In August of last yr, over 100 classified files were recovered by federal agents during an FBI raid of Trump’s Mar-a-Lago home in Florida.
Compared, the DOJ decided against having FBI agents watch over an initial seek for classified documents conducted by Biden’s lawyers at his Delaware homes — partially since the attorneys were deemed to be cooperating with the DOJ’s investigation, based on a Wall Street Journal report.
When federal investigators did a sweep of Biden’s Wilmington home last week, agents recovered six more pieces of classified materials, some dating back to his years within the Senate, Biden’s lawyer Bob Bauer announced on Saturday.
Highly sensitive papers – some reportedly related to Ukraine, Iran, and the UK – dating back to Biden’s days as vice chairman have thus far turned up at his Wilmington residence and at his former office on the Penn Biden Center think tank in Washington, DC, where the initial batch of some 10 documents were found on Nov. 2, 2022.
“The double standard here is astounding.
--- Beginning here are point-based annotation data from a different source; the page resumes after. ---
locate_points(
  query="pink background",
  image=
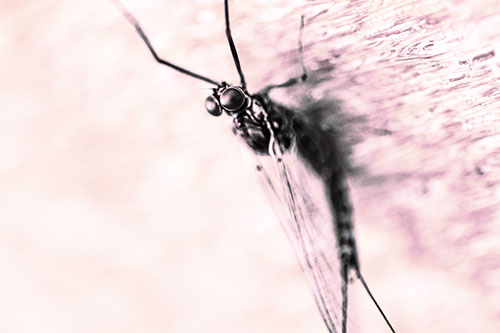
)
(124, 207)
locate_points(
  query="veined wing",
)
(298, 197)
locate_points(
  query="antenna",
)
(141, 33)
(233, 47)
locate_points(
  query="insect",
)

The underlying behavior at issue — a President’s retention of old classified documents dating back to a past presidency — is materially the identical in each cases,” Sen. Josh Hawley (R-Mo.) wrote in a letter to Attorney General Merrick Garland earlier this month.
“But in President Trump’s case, that retention triggered an unprecedented raid on the house of a former president, rationalized with a thicket of partisan doublespeak,” Hawley added, calling on Garland to appoint a special prosecutor, which he did on Jan. 12.